« RTVE Répond » a commencé votre édition ce mois-ci aborder la controverse qui a marqué le début de l'année pour la télévision publique. Pendant la diffusion des ChimesLalachus a sorti une image religieuse accompagnée de la génisse du Grand Prix, ce qui a suscité des plaintes et des dénonciations pour atteinte prétendument aux sentiments religieux.
L'une des spectatrices, Montserrat Esteban, a exprimé son mécontentement en soulignant que « La diversité religieuse a été affectée par l'utilisation incorrecte d'une image religieuse hors de son contexte. Le respect et ses limites doivent aller au-delà de la création et de la liberté d’expression. Pour analyser le cas, la Médiatrice du Spectateur, Rosa María Molló, s'est entretenue avec la professeure de journalisme spécialisée en sémiotique et études culturelles, Asunción Bernárdez, de l'Université Complutense de Madrid. « Ce geste a été interprété comme une profanation et la RTVE a été critiquée pour l’avoir autorisé. » Molló a présenté.

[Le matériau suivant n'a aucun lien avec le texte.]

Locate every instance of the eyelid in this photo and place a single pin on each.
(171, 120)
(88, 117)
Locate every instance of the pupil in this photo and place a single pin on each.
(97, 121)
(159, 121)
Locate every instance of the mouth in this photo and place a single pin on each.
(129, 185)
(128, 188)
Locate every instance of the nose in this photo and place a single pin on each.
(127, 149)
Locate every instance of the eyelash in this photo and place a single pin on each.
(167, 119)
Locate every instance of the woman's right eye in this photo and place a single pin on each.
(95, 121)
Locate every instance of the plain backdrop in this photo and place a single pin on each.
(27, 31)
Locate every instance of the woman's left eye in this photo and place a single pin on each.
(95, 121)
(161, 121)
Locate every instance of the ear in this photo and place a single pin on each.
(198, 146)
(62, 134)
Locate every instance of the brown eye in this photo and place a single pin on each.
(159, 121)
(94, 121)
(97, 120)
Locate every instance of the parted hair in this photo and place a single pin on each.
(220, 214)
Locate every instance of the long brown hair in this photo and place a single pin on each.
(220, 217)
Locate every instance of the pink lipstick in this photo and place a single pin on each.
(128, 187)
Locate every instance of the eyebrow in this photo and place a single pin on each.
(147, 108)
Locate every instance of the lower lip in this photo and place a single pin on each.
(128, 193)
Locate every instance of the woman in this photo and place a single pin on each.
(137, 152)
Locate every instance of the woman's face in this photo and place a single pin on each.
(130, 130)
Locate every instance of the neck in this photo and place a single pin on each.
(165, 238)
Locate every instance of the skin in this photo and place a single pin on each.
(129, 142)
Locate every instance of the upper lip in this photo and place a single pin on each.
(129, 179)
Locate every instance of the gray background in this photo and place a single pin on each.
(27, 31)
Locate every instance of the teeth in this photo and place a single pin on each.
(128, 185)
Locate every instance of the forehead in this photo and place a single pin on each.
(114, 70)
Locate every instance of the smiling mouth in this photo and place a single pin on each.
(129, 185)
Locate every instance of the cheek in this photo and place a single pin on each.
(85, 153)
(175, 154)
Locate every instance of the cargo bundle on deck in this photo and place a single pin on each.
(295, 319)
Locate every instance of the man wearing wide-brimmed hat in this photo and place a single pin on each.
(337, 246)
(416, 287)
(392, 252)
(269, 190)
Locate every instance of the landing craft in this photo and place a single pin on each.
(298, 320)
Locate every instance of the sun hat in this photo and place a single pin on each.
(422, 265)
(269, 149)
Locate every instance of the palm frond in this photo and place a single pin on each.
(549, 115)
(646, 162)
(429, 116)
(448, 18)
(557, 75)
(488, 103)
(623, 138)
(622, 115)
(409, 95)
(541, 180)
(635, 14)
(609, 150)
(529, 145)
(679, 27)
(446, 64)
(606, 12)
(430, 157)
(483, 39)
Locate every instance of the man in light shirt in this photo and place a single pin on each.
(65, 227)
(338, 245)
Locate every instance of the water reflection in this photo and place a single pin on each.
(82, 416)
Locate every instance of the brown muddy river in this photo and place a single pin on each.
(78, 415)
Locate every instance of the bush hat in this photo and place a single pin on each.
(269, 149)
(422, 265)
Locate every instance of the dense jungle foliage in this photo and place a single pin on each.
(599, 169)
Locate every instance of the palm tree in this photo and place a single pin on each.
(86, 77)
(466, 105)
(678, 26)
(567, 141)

Bernárdez a réfléchi à la façon dont les médias combinent souvent des symboles qui ont des significations différentes dans la société. Dans ce cas, la génisse du Grand Prix, personnage qui représente la vie de famille et le divertissement télévisé, a été fusionnée avec une image du Sacré-Cœur, qui « Non seulement cela a une signification pour les croyants, mais aussi dans notre culture, cela symbolise l'amour et l'affection infinis envers les autres. ». Le professeur a souligné qu’à son avis, il n’y avait aucune intention de manquer de respect. « Le malaise de certains vient du mélange entre le religieux et le profane, et d’une mauvaise interprétation de ce mélange. » estimé « La limite est dans l'intention : si un symbole est utilisé pour dénigrer l'Église, cela peut être considéré comme un délit. Cependant, en analysant le contexte, il ne semble pas que cette image ait été utilisée dans un but offensant, mais plutôt pour relier la culture espagnole à la télévision », a-t-il conclu.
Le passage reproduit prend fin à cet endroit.